Despite a very competitive environment with the industry experiencing shrinking interest margins, the diversified financial services company also saw its critical net interest income grow 12 per cent, due to the expansion of its investments and loan portfolio. Net operating income also rose 24 per cent to $566 million for the third quarter on the back of Pan Caribbean's other revenue generators-trading and fee income.
Asset management fees
For the full nine month period, however, net earnings of $813 million were 1.0 per cent below the $820 million in the comparable period last year.
Pan Caribbean's Senior Vice-President Capital Markets, Philip Armstrong, said the environment has had its challenges, with asset management fees trailing budget because of the shrinking stock market that has prevailed for most of the year.

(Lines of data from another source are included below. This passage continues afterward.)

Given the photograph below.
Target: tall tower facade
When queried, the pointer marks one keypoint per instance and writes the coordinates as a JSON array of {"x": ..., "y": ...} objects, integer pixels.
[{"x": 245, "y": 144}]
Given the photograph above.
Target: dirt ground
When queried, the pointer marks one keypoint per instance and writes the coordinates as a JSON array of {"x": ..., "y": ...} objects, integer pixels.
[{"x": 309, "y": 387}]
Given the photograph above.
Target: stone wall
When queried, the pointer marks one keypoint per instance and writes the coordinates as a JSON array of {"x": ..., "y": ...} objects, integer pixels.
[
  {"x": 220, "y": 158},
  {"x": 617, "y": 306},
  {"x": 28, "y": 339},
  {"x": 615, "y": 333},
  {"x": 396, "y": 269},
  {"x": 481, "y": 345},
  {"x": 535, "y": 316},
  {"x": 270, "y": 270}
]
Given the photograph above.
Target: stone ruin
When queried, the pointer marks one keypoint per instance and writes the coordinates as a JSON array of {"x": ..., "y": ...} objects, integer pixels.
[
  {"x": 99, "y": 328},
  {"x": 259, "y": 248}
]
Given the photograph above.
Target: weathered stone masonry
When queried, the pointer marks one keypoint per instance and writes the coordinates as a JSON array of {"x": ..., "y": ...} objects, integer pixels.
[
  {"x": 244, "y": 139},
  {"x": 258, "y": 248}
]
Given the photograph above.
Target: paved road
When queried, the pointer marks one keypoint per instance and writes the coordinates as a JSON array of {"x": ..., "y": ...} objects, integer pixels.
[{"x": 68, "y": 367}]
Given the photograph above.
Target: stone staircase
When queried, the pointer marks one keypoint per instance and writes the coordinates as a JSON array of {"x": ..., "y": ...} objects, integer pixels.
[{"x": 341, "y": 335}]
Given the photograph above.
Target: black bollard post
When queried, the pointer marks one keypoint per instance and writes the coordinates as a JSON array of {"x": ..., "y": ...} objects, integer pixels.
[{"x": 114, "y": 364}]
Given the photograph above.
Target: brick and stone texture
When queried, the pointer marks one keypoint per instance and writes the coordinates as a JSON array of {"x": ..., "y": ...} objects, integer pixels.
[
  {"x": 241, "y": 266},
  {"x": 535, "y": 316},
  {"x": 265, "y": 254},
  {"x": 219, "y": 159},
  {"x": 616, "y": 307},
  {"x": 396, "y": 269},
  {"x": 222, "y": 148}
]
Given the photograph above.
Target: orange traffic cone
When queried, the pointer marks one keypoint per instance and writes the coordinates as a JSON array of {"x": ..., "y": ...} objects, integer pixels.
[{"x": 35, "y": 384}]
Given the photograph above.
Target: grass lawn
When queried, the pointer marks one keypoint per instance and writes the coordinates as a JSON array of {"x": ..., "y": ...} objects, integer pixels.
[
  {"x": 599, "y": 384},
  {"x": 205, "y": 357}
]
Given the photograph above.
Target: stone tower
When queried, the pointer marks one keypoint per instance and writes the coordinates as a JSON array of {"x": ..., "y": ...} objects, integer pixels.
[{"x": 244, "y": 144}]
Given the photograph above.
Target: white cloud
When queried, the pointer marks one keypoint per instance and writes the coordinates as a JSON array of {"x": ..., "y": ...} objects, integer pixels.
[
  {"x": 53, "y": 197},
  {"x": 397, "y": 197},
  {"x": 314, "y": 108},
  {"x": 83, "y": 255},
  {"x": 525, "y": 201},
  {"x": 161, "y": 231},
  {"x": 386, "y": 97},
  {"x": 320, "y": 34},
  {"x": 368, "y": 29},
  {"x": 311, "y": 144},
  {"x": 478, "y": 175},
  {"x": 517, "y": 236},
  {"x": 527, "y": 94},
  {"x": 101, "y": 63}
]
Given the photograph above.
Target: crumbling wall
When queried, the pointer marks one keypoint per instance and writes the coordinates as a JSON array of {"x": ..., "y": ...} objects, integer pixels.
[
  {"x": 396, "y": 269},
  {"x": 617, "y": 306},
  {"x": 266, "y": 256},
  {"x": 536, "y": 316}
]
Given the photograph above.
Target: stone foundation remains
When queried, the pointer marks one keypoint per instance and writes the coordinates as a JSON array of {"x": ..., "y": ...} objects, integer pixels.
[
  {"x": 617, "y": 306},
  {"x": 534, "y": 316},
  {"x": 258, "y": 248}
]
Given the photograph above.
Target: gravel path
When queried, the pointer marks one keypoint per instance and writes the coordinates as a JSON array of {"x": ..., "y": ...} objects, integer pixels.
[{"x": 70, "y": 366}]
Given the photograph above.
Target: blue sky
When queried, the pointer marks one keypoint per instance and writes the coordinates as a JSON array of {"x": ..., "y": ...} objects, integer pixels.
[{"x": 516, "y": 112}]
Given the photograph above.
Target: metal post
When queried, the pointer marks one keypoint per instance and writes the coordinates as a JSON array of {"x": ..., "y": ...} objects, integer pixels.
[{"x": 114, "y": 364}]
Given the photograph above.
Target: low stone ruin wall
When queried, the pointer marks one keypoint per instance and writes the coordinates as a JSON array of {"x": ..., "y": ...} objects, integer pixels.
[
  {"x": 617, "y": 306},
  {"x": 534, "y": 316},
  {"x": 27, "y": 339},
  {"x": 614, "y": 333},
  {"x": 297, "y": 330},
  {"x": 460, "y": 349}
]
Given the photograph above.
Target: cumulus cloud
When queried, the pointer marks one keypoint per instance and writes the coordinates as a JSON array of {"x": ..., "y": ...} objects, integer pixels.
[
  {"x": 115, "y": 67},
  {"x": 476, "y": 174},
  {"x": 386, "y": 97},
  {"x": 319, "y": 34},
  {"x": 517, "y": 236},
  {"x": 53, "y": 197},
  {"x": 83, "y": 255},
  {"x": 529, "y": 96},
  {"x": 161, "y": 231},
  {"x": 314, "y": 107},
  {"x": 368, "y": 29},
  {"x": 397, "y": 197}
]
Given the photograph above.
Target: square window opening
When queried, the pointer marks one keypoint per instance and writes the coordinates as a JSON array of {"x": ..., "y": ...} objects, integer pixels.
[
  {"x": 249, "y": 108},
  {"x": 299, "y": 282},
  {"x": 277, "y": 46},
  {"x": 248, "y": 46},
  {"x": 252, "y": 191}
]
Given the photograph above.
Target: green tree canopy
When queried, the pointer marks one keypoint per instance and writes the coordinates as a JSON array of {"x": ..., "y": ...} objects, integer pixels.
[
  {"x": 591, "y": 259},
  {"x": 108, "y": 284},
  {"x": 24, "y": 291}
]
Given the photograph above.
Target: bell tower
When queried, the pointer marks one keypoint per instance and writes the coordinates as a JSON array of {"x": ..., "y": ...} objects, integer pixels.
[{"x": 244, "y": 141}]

"The JSE Index bottomed out at around 76,000 in August and has recovered nicely since then. Sigma Optima had a great quarter and investors who saw the rally coming and have benefited from our well-positioned portfolio," said Armstrong.

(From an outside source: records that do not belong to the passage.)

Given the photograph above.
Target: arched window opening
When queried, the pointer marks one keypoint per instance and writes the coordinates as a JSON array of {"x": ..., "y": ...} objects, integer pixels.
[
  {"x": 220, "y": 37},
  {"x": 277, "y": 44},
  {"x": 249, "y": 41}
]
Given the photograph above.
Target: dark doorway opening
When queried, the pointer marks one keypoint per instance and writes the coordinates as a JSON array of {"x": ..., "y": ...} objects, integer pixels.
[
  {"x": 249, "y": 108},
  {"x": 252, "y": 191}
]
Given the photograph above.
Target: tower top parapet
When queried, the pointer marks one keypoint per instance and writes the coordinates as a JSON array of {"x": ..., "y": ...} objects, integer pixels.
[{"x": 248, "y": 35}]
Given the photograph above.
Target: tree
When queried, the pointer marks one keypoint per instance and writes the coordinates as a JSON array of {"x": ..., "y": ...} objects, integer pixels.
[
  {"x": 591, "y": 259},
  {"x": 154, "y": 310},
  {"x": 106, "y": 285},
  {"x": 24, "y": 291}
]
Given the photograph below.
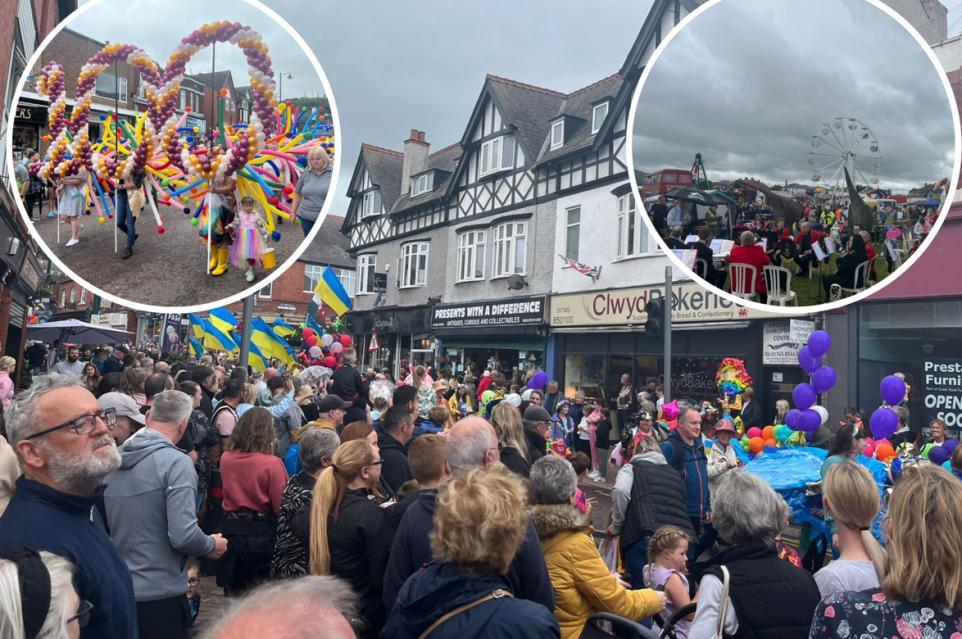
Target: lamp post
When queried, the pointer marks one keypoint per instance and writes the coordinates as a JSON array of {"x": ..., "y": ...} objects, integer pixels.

He went on to say, however, that the group's capital markets division has had to dig deep to identify trading opportunities.
GROWTH relatively slow
Pan Caribbean's consolidated balance sheet has grown by $4.5 billion since its year-end which seems relatively slow compared to some of its competitors and loan growth has been sluggish.
In its filing to the JSE, the company's directors noted that while lending remains a priority, the group would continue to focus on credit quality.
Non-performing loans remain insignificant at 0.4 per cent of the total portfolio and have declined to 3.3 per cent of the credit portfolio as opposed to 3.7 per cent in December 2005, which is well within industry standards, and fully provided for.
With shareholders equity of $6.9 billion, Pan Caribbean's capital to assets ratio was 15 per cent, suggesting that the company could grow its assets at a much faster pace.
Overall, its year-to-date core earnings from continuing operations when compared to 2005 (excluding gains and income totalling $30 million from discontinued operations) have grown three per cent to $813 million in 2006.
In his comment on Pan Caribbean's likely performance for the full year, CEO Donovan Perkins restated an earlier release to the Stock Exchange.
"We expect to exceed last year's performance. This year has been a balance between achieving growth and internally focused projects. We continue to invest in our people, in our systems and are constantly planting seeds that will bear fruit in the future," he said.
Next year, key initiatives for Pan Caribbean that are expected to contribute to profits include the formal launch of its stockbrokerage business and the official introduction of Sigma Liberty, its US dollar-indexed fund, and its commercial banking initiative.
Perkins was optimistic about the economy with interest rates headed lower and prospects for stronger GDP growth.
"After two negative years, the stock market should be up in 2007," he said.
Asked about Pan Caribbean's growth prospects, he responded, "Our chairman (Richard Byles) gets excited about double digit growth, and that is a constant target."